How to Benchmark Conversation Extraction Quality

Structured extraction from conversational data is one of those problems that sounds solved until you try to measure whether the solution actually works. I can extract claims, decisions, emotional tone, and negotiation patterns from a conversation using any frontier language model, and the output will look reasonable on inspection, but “looks reasonable on inspection” is not a benchmark, and without a benchmark I have no way to answer the question that matters: does switching to a cheaper model break anything downstream?

I built ChatLedger to extract structured metadata from text message conversations: claims with polarity and subject attribution, action items with ownership, decisions with evidence chains, emotional arcs, implicit assumptions, and negotiation patterns. The V3 schema defines seventeen independently scored extraction dimensions (the original ten V1 fields, with compound scoring on fields like claims that evaluates text match, polarity, and subject as separate components, plus seven new V3 fields), each with its own structure and evidence requirements. The extraction works well enough that I use it as the foundation for drift detection, conversation loop tracking, and automated reporting. Which means that the quality of the extraction propagates through everything built on top of it, and the question of how to evaluate that quality becomes the question of how to evaluate the entire pipeline.

This post describes the methodology I developed to answer that question. As of March 3, 2026, the results are preliminary (four models so far, with three more planned), but the methodology itself is the interesting part, because it addresses a problem that anyone building structured extraction pipelines will eventually face: a single quality metric can’t capture the ways extraction fails.

The Problem with Single Metrics

Everyone knows that more metrics give you more truth. Except they don’t. More metrics give you more numbers, and more numbers give you more ways to convince yourself that you understand something you don’t.

The simplest approach to evaluating extraction quality is to compute F1 against a gold standard. F1 is the harmonic mean of precision (what fraction of the items I extracted are correct?) and recall (what fraction of the items that should have been extracted did I find?), which means it penalizes a system that finds everything but hallucinates extras just as it penalizes a system that is precise but misses half the content. I have reference extractions, I have challenger extractions, I measure overlap, I get a number. This works well for tasks where the output space is constrained, such as named entity recognition where entities are either present or absent and the boundary conditions are reasonably well defined relative to conversational extraction.

Conversational extraction is not that kind of task. When I tried to extract “claims” from a text message conversation, I quickly discovered the complexity. The model must identify that a claim was made, determine who made it, classify its polarity (pro, con, or neutral), link it to specific source messages, and assign a calibrated confidence score. Two models might identify the same claim using different phrasing, attribute it to the same person using a nickname versus a full name, agree on polarity but disagree on which messages constitute the evidence. A single F1 score collapses all of these dimensions into one number, which means I lose the ability to diagnose where and how the extraction is failing.

The problem compounds when I consider that extraction quality is not an end in itself. Nobody looks at raw JSON extractions. My extractions feed into downstream consumers: drift detectors that track how conversation topics evolve over time, loop detectors that identify recurring unresolved patterns, report generators that produce daily summaries. An extraction error that changes a claim’s polarity from “pro” to “neutral” might be invisible at the field level, because the claim text matched and F1 is unaffected, but catastrophic for my drift detector, where a position that was evolving toward commitment now appears to have stalled.

This is why a single metric fails. I need at least three layers of evaluation, each measuring a different kind of quality, because the errors that matter at each layer are different errors.

Layer 1: Per-Field F1 with Fuzzy Text Matching

My first evaluation layer compares each challenger model’s extractions against a reference baseline, Opus 4.6, on a field by field basis, using metrics appropriate to each field type.
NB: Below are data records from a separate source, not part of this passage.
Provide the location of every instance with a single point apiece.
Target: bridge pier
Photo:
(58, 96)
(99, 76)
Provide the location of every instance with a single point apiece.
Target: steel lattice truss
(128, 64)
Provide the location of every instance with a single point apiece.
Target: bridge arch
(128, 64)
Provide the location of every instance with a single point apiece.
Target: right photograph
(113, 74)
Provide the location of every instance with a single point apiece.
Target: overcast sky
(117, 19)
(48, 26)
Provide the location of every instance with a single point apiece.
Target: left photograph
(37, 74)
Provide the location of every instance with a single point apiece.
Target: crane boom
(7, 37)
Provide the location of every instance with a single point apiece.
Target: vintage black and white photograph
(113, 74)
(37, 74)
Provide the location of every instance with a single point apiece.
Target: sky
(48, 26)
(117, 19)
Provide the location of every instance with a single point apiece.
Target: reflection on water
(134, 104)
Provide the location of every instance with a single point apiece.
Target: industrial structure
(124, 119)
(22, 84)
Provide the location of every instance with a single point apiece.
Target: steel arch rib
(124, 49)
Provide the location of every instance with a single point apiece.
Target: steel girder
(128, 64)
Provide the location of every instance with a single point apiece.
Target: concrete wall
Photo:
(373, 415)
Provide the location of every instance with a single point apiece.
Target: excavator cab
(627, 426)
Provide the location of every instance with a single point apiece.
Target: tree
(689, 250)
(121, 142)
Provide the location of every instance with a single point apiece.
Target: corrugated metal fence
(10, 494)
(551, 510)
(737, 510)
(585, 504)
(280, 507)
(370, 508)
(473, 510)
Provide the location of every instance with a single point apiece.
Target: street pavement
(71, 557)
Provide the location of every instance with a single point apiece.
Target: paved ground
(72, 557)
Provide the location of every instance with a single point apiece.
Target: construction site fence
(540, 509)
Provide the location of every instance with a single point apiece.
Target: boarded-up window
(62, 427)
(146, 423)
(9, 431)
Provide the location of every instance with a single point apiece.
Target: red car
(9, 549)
For text fields like claims, action items, open questions, and decisions, I use token set ratio from RapidFuzz with a 0.60 threshold for fuzzy text matching. This is more lenient than exact string matching because two models can express the same claim in substantially different words, and exact matching would penalize semantically correct extractions that happen to use different phrasing. I chose the 0.60 threshold empirically: below that, false matches become common; above that, legitimate paraphrases get missed.

For claims specifically, the evaluation is compound: 60% weight on claim text F1, 25% on polarity accuracy (did the model get the pro/con/neutral classification right for matched claims?), and 15% on subject consistency (does the model cluster claim subjects the same way the reference does?). I weight polarity accuracy heavily because a model that identifies the right claims but misclassifies their polarity is worse than useless for my drift detection, where the direction of a claim is the signal.

For entities, I use a lenient NER F1 that requires fuzzy name matching (0.70 threshold) plus exact type matching. A model that identifies “Ness” where the reference says “Ness Alderton” should get partial credit, but a model that identifies “Ness” as a “location” instead of a “person” should not.

For confidence scores, I compute Expected Calibration Error (ECE) across ten bins (a design choice; the original Naeini et al. paper, “Obtaining Well Calibrated Probabilities Using Bayesian Binning Quantization,” AAAI 2015, uses fifteen), where 1.0 after conversion means perfect calibration. I care about this because a model that assigns 0.90 confidence to claims it gets wrong is worse than a model that assigns 0.50 confidence to claims it gets wrong; overconfident errors are more dangerous than uncertain ones. The ECE score is converted to a zero through one scale (1 minus ECE) so higher numbers are better, consistent with the other metrics.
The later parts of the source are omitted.